Revenue fell to $38.2 billion from $46.7 billion.
Excluding charges, GM lost $11.21 per share. That was more than four times the $2.67 a share that Wall Street analysts expected, as tracked by Reuters Estimates.
GM’s global auto sales dropped 5 percent and it lost $4 billion on its auto operations before charges as record gas prices sank demand for trucks and SUVs.
GM, like rival Ford Motor Co F.N, incurred large losses for light-truck and SUV leases.
Under lease contracts, automakers and their finance companies rent vehicles to consumers and sell the used vehicles at wholesale auctions when the leases expire.
But the drop in demand for SUVs this year has been accompanied by a plunge in their resale value by 25 percent and more as consumers flock to more fuel-efficient passenger cars.
GM said declining lease values at GMAC depressed its second-quarter results by nearly $2 billion.
Shares of GM were down almost 6 percent at $10.46 in afternoon trading and remain down 55 percent since the start of the year.
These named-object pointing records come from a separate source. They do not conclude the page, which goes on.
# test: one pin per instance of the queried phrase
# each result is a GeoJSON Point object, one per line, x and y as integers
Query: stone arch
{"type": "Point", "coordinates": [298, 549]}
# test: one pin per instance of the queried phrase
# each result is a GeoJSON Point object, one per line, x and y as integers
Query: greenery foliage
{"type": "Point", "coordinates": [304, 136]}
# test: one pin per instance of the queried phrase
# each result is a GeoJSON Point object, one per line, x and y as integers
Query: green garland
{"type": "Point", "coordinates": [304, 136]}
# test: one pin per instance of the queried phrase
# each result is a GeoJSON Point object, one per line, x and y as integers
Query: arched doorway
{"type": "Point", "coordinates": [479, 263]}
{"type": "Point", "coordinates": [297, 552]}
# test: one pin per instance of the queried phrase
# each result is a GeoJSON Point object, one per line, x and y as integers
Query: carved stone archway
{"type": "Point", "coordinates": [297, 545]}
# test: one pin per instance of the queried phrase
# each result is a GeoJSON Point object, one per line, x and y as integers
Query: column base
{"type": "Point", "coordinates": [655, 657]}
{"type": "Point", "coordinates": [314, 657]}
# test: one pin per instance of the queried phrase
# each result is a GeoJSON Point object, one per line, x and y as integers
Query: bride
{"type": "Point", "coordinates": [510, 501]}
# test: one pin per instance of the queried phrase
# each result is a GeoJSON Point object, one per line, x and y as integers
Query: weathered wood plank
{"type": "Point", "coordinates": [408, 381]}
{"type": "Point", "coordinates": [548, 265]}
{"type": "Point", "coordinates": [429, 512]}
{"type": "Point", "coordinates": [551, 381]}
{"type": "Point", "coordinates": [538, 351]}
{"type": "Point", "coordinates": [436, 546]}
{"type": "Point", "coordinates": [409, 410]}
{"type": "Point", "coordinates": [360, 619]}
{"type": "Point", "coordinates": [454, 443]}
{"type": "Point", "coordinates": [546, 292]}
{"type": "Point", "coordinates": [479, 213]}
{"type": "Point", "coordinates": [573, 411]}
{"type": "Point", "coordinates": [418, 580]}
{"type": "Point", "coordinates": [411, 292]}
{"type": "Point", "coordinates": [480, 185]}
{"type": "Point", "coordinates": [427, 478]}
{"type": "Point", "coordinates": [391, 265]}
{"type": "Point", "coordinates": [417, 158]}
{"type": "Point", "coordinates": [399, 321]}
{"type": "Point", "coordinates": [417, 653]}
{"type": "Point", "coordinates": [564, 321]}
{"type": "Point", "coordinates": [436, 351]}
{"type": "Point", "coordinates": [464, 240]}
The shares bounced back from a 54-year low of $8.82 in mid-July after the automaker outlined its plans to raise liquidity.
But credit markets have priced in deeper risks for GM over the same period. GM bonds traded at record lows of less than 50 cents on the dollar on Friday after Standard & Poor’s cut its rating on GM and said it expected it to burn through $16 billion in cash this year.
The cost to insure GM’s debt against default jumped to record highs. Five-year credit default swaps on GM’s debt jumped to 41.5 percent of the sum insured, from 38.35 percent on Wednesday, plus annual premiums of 5 percentage points, according to Markit Intraday.
About 90 percent of the 19,000 GM factory workers who took buyouts had left the GM’s payroll by the second quarter. But GM will face charges this quarter from a just-launched buyout program intended to cut about 5,000 white-collar jobs.
Tim Ghriskey, chief investment officer with Solaris Asset Management, said GM’s cash burn could deepen if the economy worsens but said the automaker was showing a new urgency.
“The Detroit automakers have had their heads in the sand for a long time, but they seem to have pulled them out now and are reacting and reacting quickly,” Ghriskey said.